Hace unos
cuántos años, antes de que la televisión se convirtiera en un
miembro más de la familia – por lo general en el más escuchado –
los pobres del mundo entero comían el mendrugo de pan, el arroz
amargo o las patatas asadas del cuadro de Vincent Van Gogh sin que
nada ni nadie les pasara constantemente por las narices todos los
bogavantes, todas las lubinas, todas las piernas de cordero o todos
los whiskies de 12 años que ellos no podían adquirir. Los pobres,
entonces, además de piojos, hambre, hijos muertos y escasas
posibilidades de ascender socialmente, tenían el consuelo de
desconocer lo que ocurría a su alrededor, asi que llamaban señoritos
a los hijos de los patronos, se emborrachaban los días de fiesta,
escupían al suelo cuando los conspiradores de turno les hablaba de
justicia social y acudían puntualmente a la iglesia para que los
sacerdotes, desde el púlpito, les prometieran las recompensas del
más allá, o sea el paraíso celestial, si seguían cumpliendo a
rajatabla los mandamientos impuestos por el dios del Antiguo
Testamento. Ignorantes, fatalistas, analfabetos, resignados y
serviles – sobre todo antes de Lenin – durante todo esos años
los pobres fueron cadaveres en las guerras, sirvientes o jornaleros
en la paz y más que nada un requisito imprescindible de cualquier
sociedad desarrollada para que los patronos pudieran ejercer con
ellos el derecho de pernada y para que las damas de buenas familias
pudieran poner en práctica eso tan entretenido de la caridad
cristiana.
Las cosas
han cambiado. Las mejoras en nuestro mundo occidental, a cien años
vista, son más que considerables, pero tal vez la diferencia más
significativa entre los pobres de ahora y los del pasado sea la
información. Los de ahora disponen de la misma o parecida
información que los ricos. Lo saben todo o casi todo: lo poco que
cuesta la muerte y lo mucho que cuesta la vida. La televisión,
principalmente, les mantiene al corriente de todo aquello que se
puede obtener mediante el dinero: los viajes, los coches, las
ensaladas de langostino y caviar, la salud, las viviendas con jardín
adosado, los cuerpos danone, la impunidad, el respeto de los demás,
etcetera, etcetera... No habiendo así más secretos que los que
conciernen a la seguridad de los Estados, los pobres de esta época
anhelan, en una lógica, justa e inevitable ambición, todo aquello
que está expuesto en el escaparate de nuestra sociedad de consumo;
es decir, los viajes, los coches, las ensaladas de langostino y
caviar, la salud, las viviendas con jardín adosado, los cuerpos
danone, la impunidad, el respeto de los demás, en definitiva, un
estilo de vida que parece diseñado por las agencias de publicidad y
que, en contra de lo que, durantes siglos, ha promulgado nuestra
tradición catolica, no admite más paraísos que los inmediatos ni
más recompensas que las que se obtienen mediante el dinero.
Por
supuesto, nada de lo dicho es una justificación.
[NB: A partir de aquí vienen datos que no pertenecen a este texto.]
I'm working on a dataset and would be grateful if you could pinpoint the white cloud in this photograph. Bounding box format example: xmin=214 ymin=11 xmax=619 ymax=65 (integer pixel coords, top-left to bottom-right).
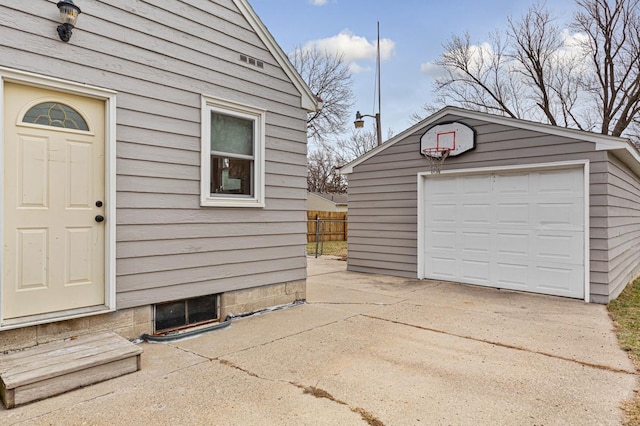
xmin=420 ymin=62 xmax=446 ymax=78
xmin=309 ymin=0 xmax=328 ymax=5
xmin=301 ymin=30 xmax=396 ymax=64
xmin=420 ymin=31 xmax=590 ymax=79
xmin=420 ymin=41 xmax=494 ymax=78
xmin=349 ymin=63 xmax=371 ymax=74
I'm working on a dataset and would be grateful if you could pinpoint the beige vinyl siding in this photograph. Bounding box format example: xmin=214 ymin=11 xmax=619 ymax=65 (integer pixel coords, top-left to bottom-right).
xmin=0 ymin=1 xmax=308 ymax=308
xmin=602 ymin=153 xmax=640 ymax=302
xmin=348 ymin=114 xmax=609 ymax=301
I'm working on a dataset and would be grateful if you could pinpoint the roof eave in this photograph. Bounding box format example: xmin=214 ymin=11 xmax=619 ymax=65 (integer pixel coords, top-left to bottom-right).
xmin=340 ymin=106 xmax=639 ymax=174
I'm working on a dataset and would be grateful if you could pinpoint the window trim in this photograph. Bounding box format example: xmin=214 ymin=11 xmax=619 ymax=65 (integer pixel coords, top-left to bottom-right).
xmin=200 ymin=95 xmax=266 ymax=208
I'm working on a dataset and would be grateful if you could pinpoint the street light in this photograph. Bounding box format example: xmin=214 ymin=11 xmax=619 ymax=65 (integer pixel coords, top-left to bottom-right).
xmin=354 ymin=111 xmax=382 ymax=146
xmin=353 ymin=22 xmax=383 ymax=147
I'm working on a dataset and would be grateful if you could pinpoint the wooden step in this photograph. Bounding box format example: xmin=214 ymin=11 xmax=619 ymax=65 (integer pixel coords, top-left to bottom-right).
xmin=0 ymin=332 xmax=143 ymax=408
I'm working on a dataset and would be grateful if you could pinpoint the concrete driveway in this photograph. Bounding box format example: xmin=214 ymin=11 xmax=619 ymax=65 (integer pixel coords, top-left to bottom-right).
xmin=1 ymin=257 xmax=637 ymax=425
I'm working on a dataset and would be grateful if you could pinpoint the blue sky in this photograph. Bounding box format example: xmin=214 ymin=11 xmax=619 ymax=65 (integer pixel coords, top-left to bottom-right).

Más bien es una
profecía.
Ya
saben, hay días en que uno, aburrido de sus propias limitaciones, se
levanta, no sé, como crecido e, imbuido por el espiritu
de Octavio Aceves, decide subirse a lo alto de una montaña y
profetizar algo, ya que, después de todo, ¿a quién rinden cuentas
tantos profetas como andan sueltos por ahí... ?.